Friday, July 25, 2008

My Days - Wish vs. Have

How I wish my days went:

WISH:
- Wake up early
- Shower
- Get Curly Top Up
- Have breakfast together
- TV time for Curly Top while I straighten up and be able to do a bit of cleaning each day
- Head out for the day doing errands and going to do fun stuff with Curly Top
- Home to play, get some work done
- Make dinner for my family
- Reading time
- Bath
- Bedtime
- Straighten up from the day
- Do my own stuff that makes me happy

HAVE:
- Wake up really early to a totally disorganized and messy house
- Shower (if I am up early enough)
- Straighten up kitchen
- Make coffee
- Answer emails and take care of stuff for one of my 3 jobs (Office job, D's scheduling, RnT)
- Pack lunch (can't afford to buy lunch)
- Spend somewhere around an hour in beltway traffic getting to work
- Work while still trying to make appointments, take care of paying our bills, figuring out what needs to be done on the weekend cause I am in an office when any public buildings are open (post office, bank etc.)
- Try to connect for a bit with D over chat
- At least one phone call to D and Curly Top so she can at least hear my voice sometime during the 21 hours a day I don't see her
- Squeeze in response emails for jobs for D, along with setting his schedule, making arrangements for Curly Top, billing customers
- Do all the things that are required to run RnT, sneak in phone calls to potential people for events, work on website, search for things to make RnT better, worry about ticket sales, find ways to increase sales yadda yadda yadda
- Make sure I do enough at work to keep my job
- Pack it up and shut down the office
- Get in the car for at least an hour home in beltway traffic (on a good day)
- Half the time stop somewhere to pick up something on the way home ... milk, prescription dropped off earlier, gas ... something to make my time coming home longer
- Arrive home to house I still haven't cleaned
- Get to see a super excited Curly Top
- Head outside for some bubble time and running around the yard
- Take turns in the kitchen with D preparing dinner
- Try and straighted up something so I kid myself into believing I have made an effort
- All sit down to dinner
- Unload dishwasher from the morning and clean up all dinner stuff
- TV and reading time with Curly Top
- Try and get her to clean up some toys
- Bath time
- Bed time
- Log onto computer for more work on D's business, more RnT work, check my actual job email, start making a list of all the things that need to get done before going to bed
- Stay up usually till 1:00 AM working on all sorts of things none of which are my fun projects that I wish I were working on
- Clean up the rest of the toys
- Debate making coffee for the next morning and talk myself out of it cause I am too tired (regret it in the morning when there isn't coffee waiting for me - promise not to do that again but probably will)

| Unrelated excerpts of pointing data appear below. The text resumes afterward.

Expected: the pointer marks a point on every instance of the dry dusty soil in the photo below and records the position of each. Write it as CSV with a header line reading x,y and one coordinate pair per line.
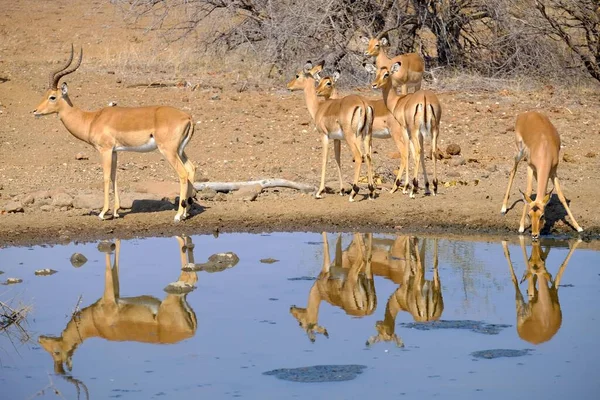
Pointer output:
x,y
51,183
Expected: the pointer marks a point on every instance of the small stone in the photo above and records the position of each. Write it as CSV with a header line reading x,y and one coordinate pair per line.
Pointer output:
x,y
453,149
45,272
13,207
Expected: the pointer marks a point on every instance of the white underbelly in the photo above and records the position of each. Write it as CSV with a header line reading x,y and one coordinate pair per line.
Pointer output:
x,y
150,145
382,134
338,135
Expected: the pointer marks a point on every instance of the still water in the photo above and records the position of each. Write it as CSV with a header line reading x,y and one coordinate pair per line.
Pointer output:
x,y
396,316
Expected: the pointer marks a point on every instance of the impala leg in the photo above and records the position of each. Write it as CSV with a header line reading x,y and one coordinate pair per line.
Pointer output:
x,y
357,164
367,144
107,173
337,148
511,178
325,144
561,196
191,173
179,167
417,155
434,136
528,192
113,178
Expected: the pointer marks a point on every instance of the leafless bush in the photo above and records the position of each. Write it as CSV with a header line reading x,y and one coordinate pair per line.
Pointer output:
x,y
495,38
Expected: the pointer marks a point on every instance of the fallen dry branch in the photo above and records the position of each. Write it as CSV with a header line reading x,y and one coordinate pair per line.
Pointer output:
x,y
264,183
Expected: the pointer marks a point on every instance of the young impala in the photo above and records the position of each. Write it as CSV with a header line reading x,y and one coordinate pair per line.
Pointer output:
x,y
412,65
418,113
385,125
538,141
348,118
113,129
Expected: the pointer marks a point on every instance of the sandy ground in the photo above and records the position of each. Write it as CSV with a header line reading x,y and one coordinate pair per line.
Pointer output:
x,y
245,132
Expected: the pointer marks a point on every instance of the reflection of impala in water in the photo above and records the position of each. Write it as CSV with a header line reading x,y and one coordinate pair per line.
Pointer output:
x,y
345,283
540,318
140,319
420,297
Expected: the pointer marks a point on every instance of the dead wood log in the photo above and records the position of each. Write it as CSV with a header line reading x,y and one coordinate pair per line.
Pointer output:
x,y
264,183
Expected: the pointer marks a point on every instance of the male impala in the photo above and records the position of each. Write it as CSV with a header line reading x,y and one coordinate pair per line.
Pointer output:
x,y
419,113
113,129
537,139
412,65
141,319
349,119
385,125
540,318
420,297
351,288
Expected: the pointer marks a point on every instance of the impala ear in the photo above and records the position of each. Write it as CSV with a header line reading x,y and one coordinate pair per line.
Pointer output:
x,y
370,68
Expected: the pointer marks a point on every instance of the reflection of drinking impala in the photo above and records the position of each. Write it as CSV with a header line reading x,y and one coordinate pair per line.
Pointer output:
x,y
540,318
420,297
140,319
344,283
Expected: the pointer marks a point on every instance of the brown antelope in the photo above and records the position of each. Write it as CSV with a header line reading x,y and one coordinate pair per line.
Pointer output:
x,y
352,288
420,297
385,125
538,141
113,129
412,66
141,319
419,113
348,118
539,319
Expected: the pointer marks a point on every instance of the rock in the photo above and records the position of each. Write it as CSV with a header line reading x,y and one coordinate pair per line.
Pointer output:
x,y
13,207
78,259
219,262
179,287
453,149
62,200
206,194
568,158
88,201
45,272
247,193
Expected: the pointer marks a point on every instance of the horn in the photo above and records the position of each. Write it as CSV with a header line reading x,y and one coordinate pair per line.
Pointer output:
x,y
51,84
60,74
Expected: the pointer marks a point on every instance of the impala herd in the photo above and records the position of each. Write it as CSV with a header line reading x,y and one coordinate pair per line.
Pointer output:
x,y
407,118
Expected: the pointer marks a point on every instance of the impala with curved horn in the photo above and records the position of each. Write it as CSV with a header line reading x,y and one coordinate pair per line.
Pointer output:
x,y
537,140
113,129
412,65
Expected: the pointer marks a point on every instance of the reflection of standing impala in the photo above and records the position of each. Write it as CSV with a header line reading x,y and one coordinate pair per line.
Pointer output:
x,y
113,129
141,319
540,318
351,288
420,297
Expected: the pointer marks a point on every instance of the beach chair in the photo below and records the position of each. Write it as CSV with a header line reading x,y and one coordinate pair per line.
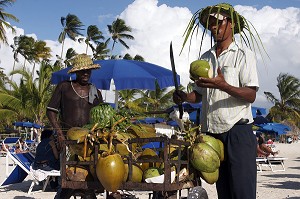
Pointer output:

Then on the weekends I have to fit in:
- 7 loads of laundry
- 2 hours of putting away laundry
- make up for missing 105 hours with Curly Top during the week
- try and find something for the family to do at least one day during the weekend
- attempt to clean but usually get distracted from what needs to be done so I am back to waking up to a messy and dirty house Monday, Tuesday, Wednesday, Thursday, and Friday morning

Truthfully there is so much more but it is tiring me out thinking of it all ... especially being a Friday and getting ready to attempt the weekend stuff ...

How can what I want and what I have be so far away from each other?